Bloomberg's comments follow up a statement made during a Monday Fox News town hall where he said that even a third-place candidate with "a small number of delegates" could still be given the party's nomination under a brokered convention.

On Tuesday, Bloomberg said critics who suggest he's taking away votes from former Vice President Joe Biden, a fellow moderate, are actually getting the scenario backwards.

"Joe's taking votes away from me," he said, NBC News reported.

Bloomberg acknowledged that his projected delegate shortfall will mean a brokered Democratic convention in Milwaukee, Wisconsin this summer is his only route toward securing the party's nomination. He said it's "offensive" to him that Vermont senator and current delegate frontrunner Bernie Sanders is now opposed to a contested convention despite supporting the scenario in 2016.

"Well, I don't think that I can win any other ways," Bloomberg told reporters Tuesday in response to a question about moving forward should he not pick up enough delegates after Super Tuesday.

"But a contested convention is a democratic process," Bloomberg continued. "There are rules in the Democratic Party of how you go about this. And I did see Bernie Sanders said all of a sudden, he didn't want to follow the rules...I find it offensive that Bernie Sanders, who the last time he ran was in favor of that kind of a convention, and now was opposed to it. I guess where you stand depends on where you sit."

The Associated Press notes that Sanders has wavered on his views of a contested Democratic convention since his race against Hillary Clinton in 2016 - a fact hammered upon by Biden and his rivals during a February debate. But Sanders highlights that rules surrounding superdelegates - which were changed in the last four years by the DNC - are the cause behind his differing opinions.

"I'm not being inconsistent with what I said in 2016. ...If we go into Milwaukee, into the Democratic Convention with a lead, having won many, many states, having won the people's vote, and that is reversed at the convention, how do you think people all over this country are going to feel?" Sanders said at the February 24 debate.

Per Democratic National Committee rules, candidates need 1,991 of the 3,979 pledged delegates to win the Democratic nomination on the first ballot. Roughly one-third of all delegates are up for grabs on Super Tuesday. Speaking in Miami, Bloomberg conceded he is unsure if he can win any of the fourteen states casting votes today, including two of the largest, Texas and California.

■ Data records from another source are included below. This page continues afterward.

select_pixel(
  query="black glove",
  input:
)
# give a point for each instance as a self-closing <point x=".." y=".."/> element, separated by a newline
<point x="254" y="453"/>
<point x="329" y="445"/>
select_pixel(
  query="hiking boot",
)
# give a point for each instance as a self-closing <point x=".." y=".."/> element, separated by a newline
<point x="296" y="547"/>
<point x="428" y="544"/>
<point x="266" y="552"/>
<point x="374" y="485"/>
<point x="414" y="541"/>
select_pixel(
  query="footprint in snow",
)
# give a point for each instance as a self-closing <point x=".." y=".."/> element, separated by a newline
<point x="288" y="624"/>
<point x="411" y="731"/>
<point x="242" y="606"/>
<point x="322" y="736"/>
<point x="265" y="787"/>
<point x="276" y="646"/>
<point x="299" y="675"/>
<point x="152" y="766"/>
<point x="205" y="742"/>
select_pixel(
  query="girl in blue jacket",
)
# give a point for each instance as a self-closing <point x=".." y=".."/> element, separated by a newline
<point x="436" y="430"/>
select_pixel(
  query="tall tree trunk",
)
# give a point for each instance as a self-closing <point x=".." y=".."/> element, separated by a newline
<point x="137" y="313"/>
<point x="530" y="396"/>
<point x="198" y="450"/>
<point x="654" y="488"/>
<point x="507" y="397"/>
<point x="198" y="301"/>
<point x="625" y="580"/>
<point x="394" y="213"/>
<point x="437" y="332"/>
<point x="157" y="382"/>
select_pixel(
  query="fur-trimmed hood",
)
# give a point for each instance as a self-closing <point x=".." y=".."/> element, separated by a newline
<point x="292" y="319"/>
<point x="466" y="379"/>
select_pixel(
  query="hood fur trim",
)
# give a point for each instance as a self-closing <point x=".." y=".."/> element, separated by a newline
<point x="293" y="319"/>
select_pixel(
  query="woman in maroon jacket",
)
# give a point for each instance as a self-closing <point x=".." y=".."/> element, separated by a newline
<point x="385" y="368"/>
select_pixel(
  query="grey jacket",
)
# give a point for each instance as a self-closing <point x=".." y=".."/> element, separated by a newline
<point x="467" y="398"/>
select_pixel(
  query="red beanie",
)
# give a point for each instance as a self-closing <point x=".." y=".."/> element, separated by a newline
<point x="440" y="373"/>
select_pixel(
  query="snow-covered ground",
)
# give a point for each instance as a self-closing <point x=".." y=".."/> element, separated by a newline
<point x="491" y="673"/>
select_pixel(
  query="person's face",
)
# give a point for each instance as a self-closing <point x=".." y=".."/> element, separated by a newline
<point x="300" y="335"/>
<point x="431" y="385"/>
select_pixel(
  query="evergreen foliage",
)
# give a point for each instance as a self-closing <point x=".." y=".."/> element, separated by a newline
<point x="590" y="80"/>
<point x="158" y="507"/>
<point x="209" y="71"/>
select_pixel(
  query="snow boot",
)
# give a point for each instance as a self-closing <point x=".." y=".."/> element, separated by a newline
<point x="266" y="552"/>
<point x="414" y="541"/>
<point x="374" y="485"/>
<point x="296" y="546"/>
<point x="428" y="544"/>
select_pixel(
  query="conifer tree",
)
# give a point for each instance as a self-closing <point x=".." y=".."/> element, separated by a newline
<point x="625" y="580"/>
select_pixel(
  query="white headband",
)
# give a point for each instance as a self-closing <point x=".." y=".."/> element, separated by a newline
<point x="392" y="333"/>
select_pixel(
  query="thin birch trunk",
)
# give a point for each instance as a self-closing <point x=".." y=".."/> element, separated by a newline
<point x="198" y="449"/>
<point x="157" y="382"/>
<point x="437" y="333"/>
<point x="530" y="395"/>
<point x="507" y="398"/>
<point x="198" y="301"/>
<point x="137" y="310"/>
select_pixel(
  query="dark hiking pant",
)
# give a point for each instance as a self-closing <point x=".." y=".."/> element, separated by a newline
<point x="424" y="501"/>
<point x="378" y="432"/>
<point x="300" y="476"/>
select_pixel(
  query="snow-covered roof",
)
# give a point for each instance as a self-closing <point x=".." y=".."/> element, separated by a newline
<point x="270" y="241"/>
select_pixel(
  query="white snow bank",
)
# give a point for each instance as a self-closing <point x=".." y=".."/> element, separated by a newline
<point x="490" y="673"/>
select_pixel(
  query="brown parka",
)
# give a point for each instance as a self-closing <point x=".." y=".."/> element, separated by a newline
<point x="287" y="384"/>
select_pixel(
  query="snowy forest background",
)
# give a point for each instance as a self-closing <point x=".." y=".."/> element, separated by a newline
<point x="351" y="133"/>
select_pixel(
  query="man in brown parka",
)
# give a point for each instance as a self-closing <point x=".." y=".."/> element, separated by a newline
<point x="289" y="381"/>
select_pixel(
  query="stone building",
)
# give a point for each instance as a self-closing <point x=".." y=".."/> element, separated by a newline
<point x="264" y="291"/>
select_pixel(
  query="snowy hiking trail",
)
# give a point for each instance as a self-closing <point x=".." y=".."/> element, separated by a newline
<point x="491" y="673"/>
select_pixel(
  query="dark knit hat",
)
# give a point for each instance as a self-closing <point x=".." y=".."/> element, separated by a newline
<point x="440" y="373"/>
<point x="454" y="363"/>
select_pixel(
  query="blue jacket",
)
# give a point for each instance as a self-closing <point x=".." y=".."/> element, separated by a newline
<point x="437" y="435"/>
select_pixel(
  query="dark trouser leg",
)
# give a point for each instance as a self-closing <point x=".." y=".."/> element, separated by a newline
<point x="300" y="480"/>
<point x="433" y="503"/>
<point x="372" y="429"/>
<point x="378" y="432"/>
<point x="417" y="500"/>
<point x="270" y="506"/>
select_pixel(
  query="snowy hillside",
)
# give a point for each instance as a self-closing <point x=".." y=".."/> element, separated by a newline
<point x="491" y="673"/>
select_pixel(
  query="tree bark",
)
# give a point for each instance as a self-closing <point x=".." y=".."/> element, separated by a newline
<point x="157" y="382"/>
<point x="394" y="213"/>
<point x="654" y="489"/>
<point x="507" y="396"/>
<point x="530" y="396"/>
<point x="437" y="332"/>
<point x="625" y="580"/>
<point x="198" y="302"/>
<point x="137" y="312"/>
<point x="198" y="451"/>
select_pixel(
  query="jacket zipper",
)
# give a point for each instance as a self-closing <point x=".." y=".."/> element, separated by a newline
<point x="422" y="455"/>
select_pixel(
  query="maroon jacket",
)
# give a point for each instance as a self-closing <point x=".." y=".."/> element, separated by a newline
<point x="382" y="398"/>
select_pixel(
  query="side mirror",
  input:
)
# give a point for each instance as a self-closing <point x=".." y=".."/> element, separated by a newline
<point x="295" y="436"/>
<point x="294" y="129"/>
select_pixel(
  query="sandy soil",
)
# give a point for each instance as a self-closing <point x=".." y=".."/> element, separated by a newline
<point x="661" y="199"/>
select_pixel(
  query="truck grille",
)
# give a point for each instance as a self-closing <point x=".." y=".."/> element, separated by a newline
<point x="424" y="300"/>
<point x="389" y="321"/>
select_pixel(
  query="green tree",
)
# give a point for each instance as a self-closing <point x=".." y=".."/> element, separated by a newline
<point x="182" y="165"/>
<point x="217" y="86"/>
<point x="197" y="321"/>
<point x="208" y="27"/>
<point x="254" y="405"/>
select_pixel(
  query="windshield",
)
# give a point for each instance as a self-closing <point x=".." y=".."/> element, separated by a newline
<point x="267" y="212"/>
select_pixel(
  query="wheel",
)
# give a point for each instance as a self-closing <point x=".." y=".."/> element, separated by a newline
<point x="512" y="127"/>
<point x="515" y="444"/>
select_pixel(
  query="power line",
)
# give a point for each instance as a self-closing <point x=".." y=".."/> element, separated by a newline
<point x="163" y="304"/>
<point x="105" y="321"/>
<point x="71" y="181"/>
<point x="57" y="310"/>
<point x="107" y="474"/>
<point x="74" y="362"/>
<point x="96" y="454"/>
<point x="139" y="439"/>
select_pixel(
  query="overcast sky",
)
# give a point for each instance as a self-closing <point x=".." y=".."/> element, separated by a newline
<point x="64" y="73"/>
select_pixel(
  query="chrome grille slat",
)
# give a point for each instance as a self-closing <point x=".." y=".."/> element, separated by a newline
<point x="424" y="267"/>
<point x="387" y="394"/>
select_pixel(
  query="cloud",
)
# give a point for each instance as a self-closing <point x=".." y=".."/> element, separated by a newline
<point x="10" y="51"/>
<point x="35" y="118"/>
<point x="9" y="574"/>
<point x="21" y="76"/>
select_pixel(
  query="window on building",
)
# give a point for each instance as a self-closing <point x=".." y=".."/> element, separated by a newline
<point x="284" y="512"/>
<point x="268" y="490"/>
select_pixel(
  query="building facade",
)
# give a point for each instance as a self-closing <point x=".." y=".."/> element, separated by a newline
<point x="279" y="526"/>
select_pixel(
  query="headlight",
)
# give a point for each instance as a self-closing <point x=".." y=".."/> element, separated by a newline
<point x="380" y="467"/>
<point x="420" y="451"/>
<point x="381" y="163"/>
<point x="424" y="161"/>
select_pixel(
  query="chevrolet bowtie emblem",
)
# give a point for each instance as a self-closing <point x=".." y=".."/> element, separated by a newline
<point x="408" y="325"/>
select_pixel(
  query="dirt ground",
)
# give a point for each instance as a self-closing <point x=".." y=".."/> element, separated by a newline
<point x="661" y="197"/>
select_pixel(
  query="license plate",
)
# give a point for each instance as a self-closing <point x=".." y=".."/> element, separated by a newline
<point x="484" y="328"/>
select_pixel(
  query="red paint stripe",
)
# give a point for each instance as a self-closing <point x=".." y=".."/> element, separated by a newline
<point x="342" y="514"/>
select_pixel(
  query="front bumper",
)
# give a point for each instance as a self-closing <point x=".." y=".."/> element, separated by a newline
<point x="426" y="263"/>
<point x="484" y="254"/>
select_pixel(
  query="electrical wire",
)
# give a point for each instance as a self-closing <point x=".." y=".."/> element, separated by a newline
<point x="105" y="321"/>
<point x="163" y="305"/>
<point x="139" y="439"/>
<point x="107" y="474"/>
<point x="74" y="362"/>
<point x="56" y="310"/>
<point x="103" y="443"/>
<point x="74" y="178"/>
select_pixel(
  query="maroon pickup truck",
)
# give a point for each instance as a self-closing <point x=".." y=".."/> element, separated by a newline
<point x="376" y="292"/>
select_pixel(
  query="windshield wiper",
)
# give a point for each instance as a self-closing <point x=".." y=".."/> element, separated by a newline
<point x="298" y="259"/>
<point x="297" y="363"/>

DNC officials, including chairman Tom Perez and members of the Biden and Bloomberg campaigns, have tossed around discussion of a potential contested convention after Sanders - a long-serving Independent senator - won the popular vote in the first three primary contests. A January 31 Politico report said some DNC leadership members were privately meeting to discuss how to push for a contested convention, angering the Sanders campaign and his supporters.

In Monday's Fox News town hall, Bloomberg touted the concept that Democrats could use "horse-trading" as a means of hashing out who takes the nomination even if he can't win the needed delegates at the end of the primary process.

"[I]t doesn't even have to be one of the two leading candidates," he told reporters Tuesday. "It could be somebody that had only a small number of delegates."

Bloomberg has spent more than a half-billion dollars of his own financial resources in the four months since he entered the 2020 race -- far more than all other Democratic candidates.

The touchy topic of a contested convention erupted once again Tuesday on Fox News, where former interim DNC chairwoman Donna Brazile responded to current Republican National Committee Chairwoman Ronna McDaniel's suggestion of a potential standoff in July.

"First of all, stay the hell out of our race, stay the hell out of our race! ... We're not trying to prevent anyone from becoming the nominee. If you have the delegates and win, you will win," Brazile said.

michael bloomberg tom perez dnc
Billionaire presidential candidate Michael Bloomberg said Tuesday he doesn't think he can win the Democratic Party's July nomination without a contested convention. JOE RAEDLE / Staff/Getty Images

The Bloomberg campaign did not immediately return Newsweek's Tuesday afternoon request for additional context regarding his comments.